The goal is to forge lasting relationships, he notes, and create diversified, but fairly concentrated, portfolios while reducing volatility.
“If we like a business, we may own shares of the company for many years, taking away the emotional roller coaster of trading in and out,” DeVaul says. “We want to help clients build wealth, and also preserve wealth, over time.”
This model has particularly proven itself following the disastrous dot-com bubble burst of the early 2000s, as well as during and after the Great Recession of 2008.
The challenging times, on the other hand, have come during the intertwining economic booms—such as now, when the market is up, and has been up for an unprecedented amount of time. When things have been as calm as they have been, investors can become impatient with more deliberate investment strategies, and “seduced” by “fast-paced, big-time upside markets,” McCoy notes (he calls this phenomenon “conservative manager fatigue”). The London Company’s goal is to try to match the market by about 90 percent to stem such anxieties.
A collective unit
Today, the Richmond-based company, which is largely employee-owned, continues to broaden its portfolio under ten principals and seven portfolio managers, including founder and longtime investment advisor Stephen Goddard as well as Mark DeVaul, Jonathan Moody, J. Brian Campbell, Jeffrey Markunas, Charles Arrington, and Sam Hutchings. It has also added three analysts to its team (with an intent grow that side of the business even more).

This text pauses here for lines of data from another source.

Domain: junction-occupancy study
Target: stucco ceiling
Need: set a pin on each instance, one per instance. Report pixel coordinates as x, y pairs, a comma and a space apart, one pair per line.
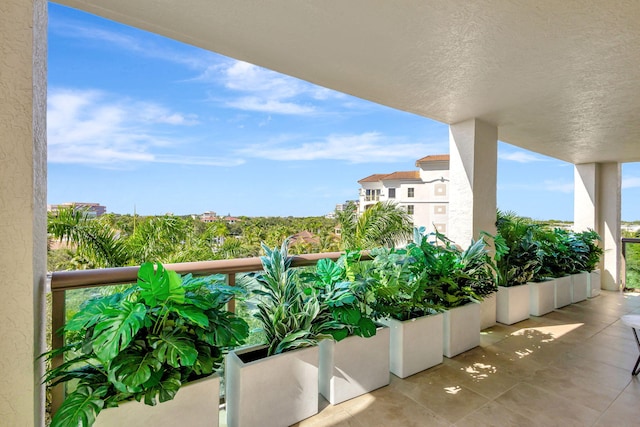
558, 77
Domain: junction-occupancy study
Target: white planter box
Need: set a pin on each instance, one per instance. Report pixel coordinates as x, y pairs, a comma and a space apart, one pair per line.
353, 366
415, 344
488, 311
542, 297
513, 304
580, 286
594, 283
273, 391
195, 404
563, 291
461, 329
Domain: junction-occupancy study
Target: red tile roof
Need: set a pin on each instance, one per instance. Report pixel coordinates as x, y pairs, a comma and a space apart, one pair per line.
433, 158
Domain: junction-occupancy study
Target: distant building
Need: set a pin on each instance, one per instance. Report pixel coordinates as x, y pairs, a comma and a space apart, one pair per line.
423, 192
208, 216
92, 209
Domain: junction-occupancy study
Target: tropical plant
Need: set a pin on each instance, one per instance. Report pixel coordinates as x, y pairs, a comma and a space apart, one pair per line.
382, 224
516, 250
458, 277
287, 317
144, 342
344, 300
95, 241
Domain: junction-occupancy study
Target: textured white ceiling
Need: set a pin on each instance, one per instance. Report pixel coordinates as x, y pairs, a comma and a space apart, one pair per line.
559, 77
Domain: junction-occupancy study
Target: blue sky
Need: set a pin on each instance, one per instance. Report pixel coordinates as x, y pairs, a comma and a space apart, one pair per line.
135, 119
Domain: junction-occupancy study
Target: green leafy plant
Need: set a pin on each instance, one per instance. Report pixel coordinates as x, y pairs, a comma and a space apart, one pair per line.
344, 301
144, 342
516, 256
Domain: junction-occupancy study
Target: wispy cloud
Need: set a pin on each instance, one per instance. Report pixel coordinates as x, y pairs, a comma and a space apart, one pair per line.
558, 186
521, 157
262, 90
630, 182
97, 128
363, 148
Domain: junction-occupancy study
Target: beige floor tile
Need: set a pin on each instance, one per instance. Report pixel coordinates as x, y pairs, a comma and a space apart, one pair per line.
546, 409
495, 415
388, 408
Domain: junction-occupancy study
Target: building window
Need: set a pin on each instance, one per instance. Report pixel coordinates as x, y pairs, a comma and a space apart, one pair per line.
372, 195
440, 209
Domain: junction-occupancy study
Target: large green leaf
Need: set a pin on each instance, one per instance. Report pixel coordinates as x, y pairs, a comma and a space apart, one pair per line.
132, 369
158, 285
117, 329
80, 408
164, 390
175, 350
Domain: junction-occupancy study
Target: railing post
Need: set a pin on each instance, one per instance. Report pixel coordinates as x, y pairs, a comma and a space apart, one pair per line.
231, 280
58, 314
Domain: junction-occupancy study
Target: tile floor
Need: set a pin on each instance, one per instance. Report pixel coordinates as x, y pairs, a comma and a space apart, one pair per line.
571, 367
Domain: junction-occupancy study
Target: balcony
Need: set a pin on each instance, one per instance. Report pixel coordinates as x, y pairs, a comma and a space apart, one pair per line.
569, 367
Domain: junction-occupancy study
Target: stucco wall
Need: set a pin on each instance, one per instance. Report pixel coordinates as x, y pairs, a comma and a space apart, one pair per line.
22, 207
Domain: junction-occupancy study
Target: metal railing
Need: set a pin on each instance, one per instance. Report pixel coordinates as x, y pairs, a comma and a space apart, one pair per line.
623, 266
62, 281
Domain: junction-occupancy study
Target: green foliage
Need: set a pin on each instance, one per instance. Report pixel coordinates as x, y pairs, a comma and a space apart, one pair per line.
382, 224
516, 250
429, 275
344, 301
144, 342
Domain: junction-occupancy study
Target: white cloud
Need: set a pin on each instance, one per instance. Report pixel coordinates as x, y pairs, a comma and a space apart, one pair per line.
521, 157
558, 186
95, 128
267, 91
631, 182
364, 148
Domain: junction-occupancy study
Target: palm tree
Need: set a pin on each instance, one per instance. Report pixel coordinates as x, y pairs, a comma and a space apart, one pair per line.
95, 241
383, 224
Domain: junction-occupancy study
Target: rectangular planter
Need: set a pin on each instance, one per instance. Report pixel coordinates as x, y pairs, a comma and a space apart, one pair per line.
580, 286
195, 404
488, 311
415, 344
353, 366
272, 391
563, 291
542, 297
594, 283
461, 329
513, 304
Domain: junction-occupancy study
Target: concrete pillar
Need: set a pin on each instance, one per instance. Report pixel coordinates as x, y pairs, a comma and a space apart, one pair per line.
473, 149
609, 219
597, 206
23, 184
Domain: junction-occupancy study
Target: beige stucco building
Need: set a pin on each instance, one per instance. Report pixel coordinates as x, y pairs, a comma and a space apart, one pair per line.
423, 193
559, 78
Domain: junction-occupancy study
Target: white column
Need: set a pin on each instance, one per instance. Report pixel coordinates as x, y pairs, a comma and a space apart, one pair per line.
473, 149
597, 206
609, 213
585, 196
22, 209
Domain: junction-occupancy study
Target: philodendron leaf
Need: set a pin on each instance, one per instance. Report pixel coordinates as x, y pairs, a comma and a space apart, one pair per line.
175, 350
117, 329
328, 271
367, 328
158, 285
80, 408
165, 390
133, 369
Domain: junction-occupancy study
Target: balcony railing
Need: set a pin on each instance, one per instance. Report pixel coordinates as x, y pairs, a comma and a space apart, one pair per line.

Goddard has always erred on the conservative side, McCoy explains, and formed the company as the economy was swinging back from the economic recession of the 1990s. He chose the name to underscore the firm’s long-term dedication to its clients: It is based on the eponymous English joint stock company that was established in 1606 by King James I as Europe was embarking on colonial settlement.
As it has grown and evolved over the past 24 years, partnerships have been essential in every aspect of the business. The company has built itself “deliberately” over time, focusing on adding employees—“members”— who fit the culture and who are invested, so to speak, in its investment strategy. They like to have a familiarity with prospects either directly or through networking, McCoy says.
Team members also emphasize that intensive relationship with clients, who cross the spectrum from high-net worth individuals to institutional and sub-clients. “We are fortunate in that we have embraced all different types of investors,” McCoy says.
And even though its team has a “lot of tread left on the tires,” as he puts it, the firm is nevertheless planning far in advance for the inevitable generational changeover among principals and staff. They hope that will be an “almost boring” transition over the next 10 to 20 years.
All told, he notes, “We very much are a team, a collective unit. All of us play our roles very successfully and very professionally. We have to be hitting on all cylinders—which we have been for the last six to eight years and plan to do so into the future.”